Two efforts to revamp the Title I formula as part of negotiations over what became the Every Student Succeeds Act—the main federal K-12 law—fell short in 2015. The failure of those proposals might be largely forgotten. But Biden’s policy team might remember them because they demonstrated that such changes are difficult to pull off.

Under the equity grant plan, states would have to “demonstrate progress in improving the equity and adequacy of their funding systems” to obtain any funding increases to the $20 billion grant program, the Biden budget says. How that would work on top of the formula is unclear. Hyslop said it’s also unclear how the proposed grant program would distribute money to individual schools within districts.

I think the four things they have chosen in this proposal are all good things for the federal government to do and encourage.

Lingering, bipartisan distaste for Race to the Top could also affect interest in the equity grants. Remember that the Biden administration sought to create competitive, equity-focused grants in the American Rescue Plan earlier this year. But Congress spurned the idea.

This equity grant proposal isn’t the only way the Biden administration is demonstrating its priorities. The president’s American Families Plan blueprint includes a $200 billion proposal to expand prekindergarten access. And the American Rescue Plan includes a “maintenance of equity” provision designed to protect state and local funding for high-poverty schools. The overlapping proposals might amplify each other, even if that overlap doesn’t clarify everything.

“I think the four things they have chosen in this proposal are all good things for the federal government to do and encourage,” Hyslop said. But the grant proposal is “creating some strange bedfellows” by outlining four very different priorities that might be better served by separate, more-focused proposals, she said.

Changing state funding formulas is hard work

We don’t yet know all the important nuts and bolts of how these equity grants would work. One thing we do know is that it’s often pretty difficult for states to change their funding formulas for public schools, whatever public pressure exists for change.

As our colleague Daarel Burnette II wrote in a 2019 preview of states mulling changes to formulas that were years if not decades old, “Replacing a state’s funding formula is both complicated and politically contentious, and past efforts, for a variety of reasons, have fallen flat in many states.”

In short, the process can take a long time and involve many players, proposals, and false starts. That goes for federal funding changes too.

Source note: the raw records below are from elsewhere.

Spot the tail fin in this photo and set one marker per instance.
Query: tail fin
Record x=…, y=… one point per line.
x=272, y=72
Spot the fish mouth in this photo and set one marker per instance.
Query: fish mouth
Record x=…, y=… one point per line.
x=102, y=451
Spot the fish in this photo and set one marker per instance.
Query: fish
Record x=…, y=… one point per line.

“Those formulas, and the details in the formulas, are incredibly complex and incredibly important,” Zuckerman said.

And state and local school leaders focused on addressing the pandemic’s effect on education might have little time or no energy left over for initiating an overhaul of how they fund schools every year.

Yet Zuckerman also said the current turmoil and challenges might make reviewing fundamental aspects of the education system, like funding, all the more important.

“Is it a good time? There’s never a good time. But is it a unique time? It’s definitely a unique time,” DeSchryver said.

Meanwhile, a recent effort from Washington to spur district-level interest in creating more equitable funding systems has been met largely with indifference.

The grant proposal pitches $50 million for “voluntary State School Funding Equity Commissions” that would highlight funding gaps and report on progress in closing them. Even if Congress adopted that idea and nothing else, DeSchryver said, it could be a helpful recognition that states are in the driver’s seat for this issue.